In fact, what most conspiracists are seizing on is the UK concept of the “low traffic neighborhood.” While it also aims to reduce traffic and boomed in popularity during COVID, it is simply about reducing traffic and uses barriers or cameras to limit traffic in different neighborhoods.
Conservative Party MP Nick Fletcher called 15-minute cities an “international socialist concept” during a February 2023 debate in the UK Parliament. Some 2,000 protestors also met up in Oxford, saying it is a plan to create “ghettos” and an “instrument of “tyrannical control” by the World Economic Forum.
When a train carrying dangerous chemicals derailed in Ohio in February, social media users said it was all part of the plan to relocate rural residents into the 15-minute city.
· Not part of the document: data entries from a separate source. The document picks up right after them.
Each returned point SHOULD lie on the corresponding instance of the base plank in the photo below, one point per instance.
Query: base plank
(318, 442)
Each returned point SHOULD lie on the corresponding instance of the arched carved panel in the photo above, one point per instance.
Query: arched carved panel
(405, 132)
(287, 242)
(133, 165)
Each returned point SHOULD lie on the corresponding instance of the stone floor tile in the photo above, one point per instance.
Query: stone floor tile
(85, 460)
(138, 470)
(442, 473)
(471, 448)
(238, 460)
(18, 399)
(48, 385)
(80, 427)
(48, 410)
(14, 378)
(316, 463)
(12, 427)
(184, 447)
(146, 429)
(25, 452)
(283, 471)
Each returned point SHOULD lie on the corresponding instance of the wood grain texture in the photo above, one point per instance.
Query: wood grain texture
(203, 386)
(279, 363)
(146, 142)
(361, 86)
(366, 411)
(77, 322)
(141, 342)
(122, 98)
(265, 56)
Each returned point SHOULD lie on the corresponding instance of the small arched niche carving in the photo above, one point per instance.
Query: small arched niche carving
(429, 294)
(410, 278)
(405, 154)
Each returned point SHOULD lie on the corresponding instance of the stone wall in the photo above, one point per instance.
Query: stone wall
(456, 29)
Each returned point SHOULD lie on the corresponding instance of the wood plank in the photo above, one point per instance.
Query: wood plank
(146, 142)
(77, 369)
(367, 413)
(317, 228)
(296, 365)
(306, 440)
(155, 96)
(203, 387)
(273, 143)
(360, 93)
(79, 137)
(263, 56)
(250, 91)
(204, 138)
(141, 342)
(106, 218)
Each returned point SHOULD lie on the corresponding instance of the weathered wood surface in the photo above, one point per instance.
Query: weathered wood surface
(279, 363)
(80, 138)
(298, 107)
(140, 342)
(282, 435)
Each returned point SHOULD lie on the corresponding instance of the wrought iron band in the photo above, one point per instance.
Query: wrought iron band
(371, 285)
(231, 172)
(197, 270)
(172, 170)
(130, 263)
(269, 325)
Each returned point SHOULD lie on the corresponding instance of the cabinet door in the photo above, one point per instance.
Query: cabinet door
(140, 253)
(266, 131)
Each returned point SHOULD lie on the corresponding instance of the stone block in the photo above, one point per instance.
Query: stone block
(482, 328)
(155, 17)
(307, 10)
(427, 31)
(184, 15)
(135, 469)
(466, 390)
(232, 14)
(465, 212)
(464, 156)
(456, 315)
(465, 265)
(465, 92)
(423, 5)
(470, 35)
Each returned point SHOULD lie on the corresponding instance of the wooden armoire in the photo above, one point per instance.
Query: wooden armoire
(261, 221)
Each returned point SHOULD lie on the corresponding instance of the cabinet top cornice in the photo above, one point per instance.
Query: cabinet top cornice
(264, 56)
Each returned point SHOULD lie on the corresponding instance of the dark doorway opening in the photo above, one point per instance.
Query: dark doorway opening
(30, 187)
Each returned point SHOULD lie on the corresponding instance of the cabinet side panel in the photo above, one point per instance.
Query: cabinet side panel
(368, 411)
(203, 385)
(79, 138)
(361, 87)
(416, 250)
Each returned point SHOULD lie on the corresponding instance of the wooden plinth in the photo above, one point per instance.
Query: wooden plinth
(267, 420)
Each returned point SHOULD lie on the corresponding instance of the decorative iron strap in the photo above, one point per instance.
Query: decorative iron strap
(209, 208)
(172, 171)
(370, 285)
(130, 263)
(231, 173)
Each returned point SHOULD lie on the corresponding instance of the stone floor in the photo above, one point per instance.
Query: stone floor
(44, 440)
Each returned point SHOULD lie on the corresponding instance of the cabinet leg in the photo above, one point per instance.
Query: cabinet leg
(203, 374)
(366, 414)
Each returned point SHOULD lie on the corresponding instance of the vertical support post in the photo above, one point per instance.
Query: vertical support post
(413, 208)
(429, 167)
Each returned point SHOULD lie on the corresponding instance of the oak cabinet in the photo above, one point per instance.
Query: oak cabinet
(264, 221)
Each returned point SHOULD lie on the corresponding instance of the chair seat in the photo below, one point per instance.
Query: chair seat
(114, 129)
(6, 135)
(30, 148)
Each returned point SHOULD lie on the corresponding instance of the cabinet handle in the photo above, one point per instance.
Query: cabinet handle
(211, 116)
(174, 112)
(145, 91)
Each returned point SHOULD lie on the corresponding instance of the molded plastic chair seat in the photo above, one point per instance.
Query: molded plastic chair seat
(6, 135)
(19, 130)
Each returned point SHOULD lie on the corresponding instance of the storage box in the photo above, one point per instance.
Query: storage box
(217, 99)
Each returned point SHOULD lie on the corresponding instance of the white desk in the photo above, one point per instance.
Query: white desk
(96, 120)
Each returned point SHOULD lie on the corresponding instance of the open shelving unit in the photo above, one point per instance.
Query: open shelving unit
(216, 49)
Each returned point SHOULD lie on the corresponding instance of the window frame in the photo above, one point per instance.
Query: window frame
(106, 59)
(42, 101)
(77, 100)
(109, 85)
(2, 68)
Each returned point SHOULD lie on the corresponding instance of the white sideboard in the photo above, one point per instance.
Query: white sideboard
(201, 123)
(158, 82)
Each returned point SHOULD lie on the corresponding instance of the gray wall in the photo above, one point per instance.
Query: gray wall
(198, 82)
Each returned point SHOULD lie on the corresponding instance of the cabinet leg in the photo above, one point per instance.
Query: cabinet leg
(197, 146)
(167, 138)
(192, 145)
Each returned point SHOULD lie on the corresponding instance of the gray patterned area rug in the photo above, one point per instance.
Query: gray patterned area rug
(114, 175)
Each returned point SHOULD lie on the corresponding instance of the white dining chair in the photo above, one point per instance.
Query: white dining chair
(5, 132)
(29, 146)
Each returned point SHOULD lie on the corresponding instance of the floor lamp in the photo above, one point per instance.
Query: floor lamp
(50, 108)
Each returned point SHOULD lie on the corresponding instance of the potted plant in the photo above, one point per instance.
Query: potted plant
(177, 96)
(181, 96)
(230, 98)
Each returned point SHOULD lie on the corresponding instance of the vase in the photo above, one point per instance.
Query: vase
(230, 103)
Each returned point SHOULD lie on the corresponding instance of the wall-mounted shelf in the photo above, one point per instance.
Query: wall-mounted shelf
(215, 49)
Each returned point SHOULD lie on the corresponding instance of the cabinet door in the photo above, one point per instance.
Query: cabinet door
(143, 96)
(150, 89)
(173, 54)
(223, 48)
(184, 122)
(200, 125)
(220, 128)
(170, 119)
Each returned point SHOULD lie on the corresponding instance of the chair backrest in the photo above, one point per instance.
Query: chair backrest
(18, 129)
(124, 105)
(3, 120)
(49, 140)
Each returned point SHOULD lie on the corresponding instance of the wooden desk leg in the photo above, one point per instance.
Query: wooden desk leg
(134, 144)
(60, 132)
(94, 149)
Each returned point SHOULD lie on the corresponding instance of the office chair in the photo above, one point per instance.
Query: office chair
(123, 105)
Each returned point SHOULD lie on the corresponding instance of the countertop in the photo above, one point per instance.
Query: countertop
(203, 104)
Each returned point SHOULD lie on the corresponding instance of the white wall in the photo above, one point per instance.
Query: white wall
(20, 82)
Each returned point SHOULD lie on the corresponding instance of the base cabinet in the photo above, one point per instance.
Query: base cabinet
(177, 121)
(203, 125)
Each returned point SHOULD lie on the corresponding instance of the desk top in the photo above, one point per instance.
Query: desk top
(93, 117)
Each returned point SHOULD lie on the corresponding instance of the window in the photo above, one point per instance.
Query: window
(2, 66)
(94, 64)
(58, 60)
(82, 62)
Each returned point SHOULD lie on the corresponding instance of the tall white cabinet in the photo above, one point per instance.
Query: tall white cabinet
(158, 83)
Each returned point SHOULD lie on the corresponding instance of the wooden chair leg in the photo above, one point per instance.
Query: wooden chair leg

The 63-year-old urbanist has become “public enemy number one” and for the first time in his career, started receiving death threats. “Conspiracy-mongers have built a complete story: climate denialism, Covid-19, anti-vax, 5G controlling the brains of citizens, and the 15-minute city for introducing a perimeter for day-to-day life,” Mr. Moreno told the New York Times.
Image: Ted/The 15 Minute City
While the original 15-minute city concept has nothing to do with technological surveillance, it isn’t free of more rational criticism. Some are simply happy with the status quo and love driving. Others suggest it could lead to gentrification and displace lower-income residents.